Após sessões realizadas neste fim-de-semana no Café Santa Cruz, hoje, domingo ao meio-dia, no Cemitério dos Olivais, aqui em Coimbra, VITORINO NEMÉSIO é lembrado por amigos e admiradores. Para além de uma forte aura intelectual, VITORINO NEMÉSIO ficou conhecido do grande público por apresentar na RTP um programa de conversa informal com o título “SE BEM ME LEMBRO…”
Da sua obra destacamos hoje três poemas que permitem reencontrar a dimensão poética deste açoriano “conimbricense” que residiu no Tovim, durante vários anos, tendo casado nesta cidade onde, aliás, constituiu família.

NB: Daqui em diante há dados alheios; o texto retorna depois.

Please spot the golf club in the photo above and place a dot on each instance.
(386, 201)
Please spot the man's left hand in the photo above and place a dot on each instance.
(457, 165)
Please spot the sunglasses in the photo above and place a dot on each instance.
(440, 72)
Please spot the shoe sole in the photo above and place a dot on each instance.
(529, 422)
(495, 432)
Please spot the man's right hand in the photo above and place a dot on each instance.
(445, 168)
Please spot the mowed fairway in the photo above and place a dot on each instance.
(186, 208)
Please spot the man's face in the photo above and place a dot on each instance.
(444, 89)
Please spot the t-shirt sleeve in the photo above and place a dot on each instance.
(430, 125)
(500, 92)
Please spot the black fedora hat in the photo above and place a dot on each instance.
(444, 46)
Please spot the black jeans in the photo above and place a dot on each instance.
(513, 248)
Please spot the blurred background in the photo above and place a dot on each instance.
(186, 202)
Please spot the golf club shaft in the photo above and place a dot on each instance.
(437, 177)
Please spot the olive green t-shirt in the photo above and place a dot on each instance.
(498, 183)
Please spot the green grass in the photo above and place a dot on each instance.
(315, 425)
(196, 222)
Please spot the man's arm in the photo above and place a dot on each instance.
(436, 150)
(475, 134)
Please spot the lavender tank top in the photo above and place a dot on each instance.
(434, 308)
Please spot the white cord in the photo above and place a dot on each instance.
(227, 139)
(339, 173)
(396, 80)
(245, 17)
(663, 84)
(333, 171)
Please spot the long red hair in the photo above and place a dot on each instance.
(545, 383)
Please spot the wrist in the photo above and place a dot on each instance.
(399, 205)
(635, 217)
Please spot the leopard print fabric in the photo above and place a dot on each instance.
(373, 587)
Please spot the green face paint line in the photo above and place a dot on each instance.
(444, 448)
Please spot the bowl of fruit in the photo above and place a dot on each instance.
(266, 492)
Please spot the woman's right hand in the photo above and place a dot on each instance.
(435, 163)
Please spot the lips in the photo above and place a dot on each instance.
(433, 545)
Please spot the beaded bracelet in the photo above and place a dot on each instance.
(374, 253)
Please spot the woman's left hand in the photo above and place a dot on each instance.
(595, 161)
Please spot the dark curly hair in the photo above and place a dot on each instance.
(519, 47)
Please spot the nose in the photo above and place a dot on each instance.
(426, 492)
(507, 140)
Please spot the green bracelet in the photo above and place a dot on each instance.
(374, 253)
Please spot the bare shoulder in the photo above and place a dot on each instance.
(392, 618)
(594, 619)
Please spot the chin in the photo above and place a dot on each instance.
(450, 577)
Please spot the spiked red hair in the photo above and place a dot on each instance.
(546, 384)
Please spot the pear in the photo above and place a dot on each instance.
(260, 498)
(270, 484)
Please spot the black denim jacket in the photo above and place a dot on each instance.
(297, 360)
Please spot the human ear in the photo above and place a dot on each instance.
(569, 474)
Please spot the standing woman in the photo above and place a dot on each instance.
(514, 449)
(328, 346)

Tenho uma Saudade tão Braba

Tenho uma saudade tão braba
Da ilha onde já não moro,
Que em velho só bebo a baba
Do pouco pranto que choro.

Os meus parentes, com dó,
Bem que me querem levar,
Mas talvez que nem meu pó
Mereça a Deus lá ficar.

Enfim, só Nosso Senhor
Há-de decidir se posso
Morrer lá com esta dor,
A meio de um Padre Nosso.

Quando se diz «Seja feita»
Eu sentirei na garganta
A mão da Morte, direita
A este peito, que ainda canta.

Vitorino Nemésio, in “Caderno de Caligraphia e outros Poemas a Marga”

RETRATO

Cruel como os Assírios,
Lânguido como os Persas,
Entre estrelas e círios
Cristão só nas conversas.

Árabe no sossego,
Africano no ardor;
No corpo, Grego, Grego!
Homem seja onde for.

Romano na ambição,
Oriental no ardil,
Latino na paixão,
Europeu por subtil:

Homem sou, homem só
(Pascal: «nem anjo nem bruto»):
Cristãmente, do pó
Me levanto impoluto.

Vitorino Nemésio, Nem Toda a Noite a Vida, Edições Ática, 1952

Pedra de Canto

Ainda terás alento e pedra de canto,
Mito de Pégaso, patada de sangue da mentira,
Para cantar em sílabas ásperas o canto,
De rima em -anto, o pranto,
O amor, o apego, o sossego, a rima interna
Das almas calmas, isto e aquilo, o canto
Do pranto em pedra aparelhada a corpo e escopro,
O estupro de outrora, a triste vida dela, o canto,
Buraco onde te metes, duplamente: com falo,
Falas, fá-la chorar e ganir, com falo o canto
No buraco de grilo onde anoiteces,
No buraco de falso eremita onde conheces
Teu nada, o dela, o buraco dela, o canto
De pedra, sim, canteiro por cantares e aparelhares
Com ela em rua e cama o falo fá-la cheia,
Canteiro porque o falo a julga flores, o canto
Áspero do canteiro de pedra e sémen que tu és
(No buraco do falo falaste),
Tu, falazão de amor, que a amas e conheces.
Amas a quem? Conheces quem? Pobre Hipocrene,
Apolo de pataco, Camões binocular, poeta de merda,

Embora isso em sangue dessa pobre alma em ferida:
A dela, a tua, cadela a tua pura e fiel no canto
De lama e amor como não há no charco em torno,
Maravilhoso canto só de soprares na ponta a um corno
E logo a sílaba e o inferno te obedecem
E as dores íntimas dela nas tuas falas se conhecem,
Sua íntima vergonha inconfessada desponta,
Passiflora penada, pequenina vulva triste
Em teu sémen sarada e já livre de afronta:
O canto em pedra e voz, psicóide e bem vibrado,
Límpido como vidro a altas horas lavado,
Como o galo de bronze pela dor acordado,
No amor e na morte alevantado,
Da trampa mentirosa resgatado,
Como Dante o lavrou em pedra de Florença
E Deus to deu de amor por ela no atoleiro?
Flor menina de orvalho em amor verdadeiro?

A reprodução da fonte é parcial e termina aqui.